雷蔵が私に見せたのは長方形の薄い板状の物だった。雷蔵はそれを半分に割り、私に差し出す。

「三郎にも半分あげようと思って。」

チョコレートか。私は甘いものはあまり好んでは食べないがせっかく雷蔵が私に、と言ってくれているものだ。丁重に礼を言って受け取る。チョコというものは聞いたことはあるが、高価なものだったし実際に食べることができるとは思っていなかった。しかも板チョコというものは初めて見る。
私は銀紙を剥ぎチョコをかじる。
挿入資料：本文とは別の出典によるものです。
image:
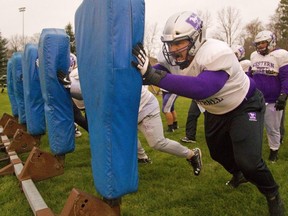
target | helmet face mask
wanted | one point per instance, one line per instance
(182, 26)
(239, 51)
(180, 56)
(265, 42)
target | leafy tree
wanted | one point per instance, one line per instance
(69, 31)
(3, 55)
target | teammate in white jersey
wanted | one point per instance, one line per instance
(240, 54)
(270, 73)
(208, 71)
(150, 124)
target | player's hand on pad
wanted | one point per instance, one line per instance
(149, 74)
(64, 79)
(142, 64)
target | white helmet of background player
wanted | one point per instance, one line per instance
(73, 62)
(265, 36)
(239, 51)
(183, 26)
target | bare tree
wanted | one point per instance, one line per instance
(152, 39)
(206, 18)
(229, 25)
(249, 34)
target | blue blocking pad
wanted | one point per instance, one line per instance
(34, 103)
(106, 31)
(54, 55)
(18, 85)
(10, 89)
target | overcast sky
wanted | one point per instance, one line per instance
(41, 14)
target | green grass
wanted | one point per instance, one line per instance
(166, 187)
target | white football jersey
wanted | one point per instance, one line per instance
(215, 55)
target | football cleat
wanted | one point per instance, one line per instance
(196, 161)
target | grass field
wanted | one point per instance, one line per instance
(167, 187)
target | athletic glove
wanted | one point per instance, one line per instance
(150, 75)
(281, 102)
(64, 79)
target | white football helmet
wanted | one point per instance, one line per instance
(183, 26)
(73, 62)
(265, 36)
(239, 51)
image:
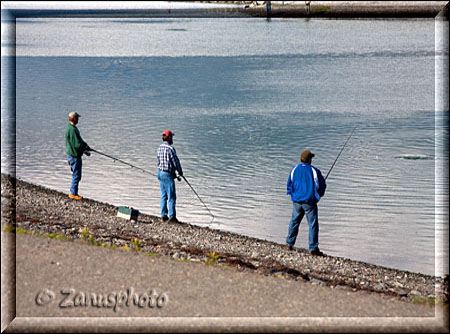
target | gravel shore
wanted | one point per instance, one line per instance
(37, 210)
(223, 281)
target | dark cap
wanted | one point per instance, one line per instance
(168, 133)
(306, 156)
(73, 114)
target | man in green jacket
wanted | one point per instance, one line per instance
(75, 147)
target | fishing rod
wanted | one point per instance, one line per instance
(145, 171)
(340, 152)
(199, 198)
(124, 162)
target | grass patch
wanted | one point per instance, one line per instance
(84, 233)
(211, 258)
(322, 9)
(420, 300)
(8, 228)
(137, 244)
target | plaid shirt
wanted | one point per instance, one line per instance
(167, 159)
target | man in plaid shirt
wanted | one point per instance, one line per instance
(168, 164)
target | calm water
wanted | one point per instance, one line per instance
(244, 98)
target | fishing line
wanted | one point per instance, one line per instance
(340, 152)
(124, 162)
(199, 198)
(153, 174)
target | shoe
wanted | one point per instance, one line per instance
(317, 252)
(78, 197)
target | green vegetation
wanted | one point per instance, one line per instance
(84, 233)
(137, 244)
(420, 300)
(8, 228)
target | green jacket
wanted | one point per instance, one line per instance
(75, 145)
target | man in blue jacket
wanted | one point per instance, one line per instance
(306, 186)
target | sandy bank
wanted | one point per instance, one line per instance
(205, 272)
(41, 210)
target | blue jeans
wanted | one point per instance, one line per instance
(298, 211)
(168, 194)
(75, 165)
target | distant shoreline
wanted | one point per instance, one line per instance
(317, 9)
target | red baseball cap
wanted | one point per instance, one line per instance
(168, 133)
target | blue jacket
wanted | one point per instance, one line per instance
(306, 184)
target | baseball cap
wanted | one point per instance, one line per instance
(74, 114)
(168, 133)
(306, 155)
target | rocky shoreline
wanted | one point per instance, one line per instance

甘い。甘すぎるような気もするが、なかなかおいしい。

「くのいちの子に貰ったんだ。」
「え?」
「珍しいものが手に入ったから、雷蔵先輩にもって」
「ふぅん。」

いた…。突然歯にピリッとした痛みを感じた。虫歯の痛みではない。それと不快感。銀歯に銀紙が当たったのか。

「その子可愛らしいんだよ。雷蔵先輩、雷蔵先輩ってなついてくれて」

痛、まただ。痛みを感じる。そして不快感。痛みを感じたのは歯も、そして。

「痛いよ、雷蔵」
「え?」

私はチョコを食べるのを止める。

「虫歯?」
「いや、」
「じゃあ銀歯に銀紙が当たってるのかな。」

そう言った雷蔵は私の手からチョコを取り、銀紙を剥がす。